Last weekend I returned home to Scotland for graduation. My Mum's graduation! After several years of a fair bit of strife, by Mum can now be called a
Master of Science Master of the Universe - no small deal. The ceremony at Edinburgh's Usher Hall was followed by a reception at the top of one of the city's seven hills, at Craighouse, where a spectacular old academic hall was the backdrop for the reception. I was completely mesmerised by the interior, in fact I was rather mesmerised by everything: the nostalgia of returning home to arguably one of the most beautiful cities in the world, the perfect 'Northern Light' - that hung purple-blue and ethereal over us and the fast-russetting leaves. And the city itself- it too hanging, as if suspended between its seven hills, with gothic spires of varying reaches marking out memoried haunts of mine across town.

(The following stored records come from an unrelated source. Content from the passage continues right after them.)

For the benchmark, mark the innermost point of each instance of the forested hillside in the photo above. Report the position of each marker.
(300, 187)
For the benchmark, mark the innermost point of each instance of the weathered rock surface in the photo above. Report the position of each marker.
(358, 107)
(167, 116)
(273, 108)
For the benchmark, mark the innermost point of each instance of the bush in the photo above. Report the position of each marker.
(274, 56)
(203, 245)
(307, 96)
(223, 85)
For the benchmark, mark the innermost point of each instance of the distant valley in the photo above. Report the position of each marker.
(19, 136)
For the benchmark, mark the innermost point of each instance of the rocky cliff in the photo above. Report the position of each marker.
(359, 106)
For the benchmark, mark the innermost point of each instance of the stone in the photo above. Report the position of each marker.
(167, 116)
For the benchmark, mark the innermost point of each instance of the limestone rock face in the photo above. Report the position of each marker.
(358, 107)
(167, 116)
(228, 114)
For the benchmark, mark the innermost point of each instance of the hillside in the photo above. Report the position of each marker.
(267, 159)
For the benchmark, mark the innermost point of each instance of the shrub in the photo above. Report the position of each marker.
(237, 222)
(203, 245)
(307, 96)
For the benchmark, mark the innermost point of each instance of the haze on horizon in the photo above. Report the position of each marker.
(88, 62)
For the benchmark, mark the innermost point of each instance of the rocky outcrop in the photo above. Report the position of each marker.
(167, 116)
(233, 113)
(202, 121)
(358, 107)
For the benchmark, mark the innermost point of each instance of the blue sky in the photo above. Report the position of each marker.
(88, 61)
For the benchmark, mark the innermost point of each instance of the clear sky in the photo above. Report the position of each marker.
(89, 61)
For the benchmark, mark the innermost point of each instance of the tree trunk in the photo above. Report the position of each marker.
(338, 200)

Now that my Mum is officially a
Master of Science Master of the Universe, I feel it's high time she was given a platform on this old blog. Not just because she is responsible for a few of the photos, and the correction of (*cough* very few) spelling and grammatical errors, when I occasionally get an email including the phrase 'by the way, its hebdomadaire with an a' or 'THEY're, remember? If you want to be a journalist...' Then there are logistical favours, seeing as I gave up learning to drive at 18 after I failed my test the first time, and yes, as it turns out, you can't go everywhere on the bus, especially not with 3 suitcases of furs and hats, a sewing machine and a papier maché elephant sculpture. And she won't want to forget the 70kg hardwood hippo sculptures that had to carried out of my Uni halls either. Then there's the huge acts of self-sacrifice, the smallest perhaps being the sacrifice of said Master of the Universe degree work to devote a ridiculous amount of time to organising my outrageously ostentatious, D-I-Y bollywood themed 21st birthday party this summer. There was a fair bit of time spent driving (thank you!), but also quite a bit spent covered in scratches, nettles, and later mud, as you single handedly complied with my plans to remodel the whole garden in the name of a party. And then there are the things that no amount of expensive education, work experience placements in different industries, or documentaries can teach me. Only my Mum can diagnose my illness from a different country, or tell me where to find the gas meter, or always have change for the bus when I never do, or remind me to wear my retainer when she's seen a facebook photo where my teeth are getting a bit squiffy, or teach me a few simple recipes which will always impress boys, and will actually get out of bed and come running to the kitchen in the middle of the night when I scream "Oh god! My pavlova mix! It's all sloppy, quick! HELP ME, HELP ME!'
So to my Mum, who I know will be reading this (and checking for grammatical errors), congratulations on your degree, lord knows I'm proud. You really are Master of the Universe. And to everyone else, think about how amazing your Mum is, and then tell her. And then you can join Audrey and I's 'Amazing Babe Mom Club'.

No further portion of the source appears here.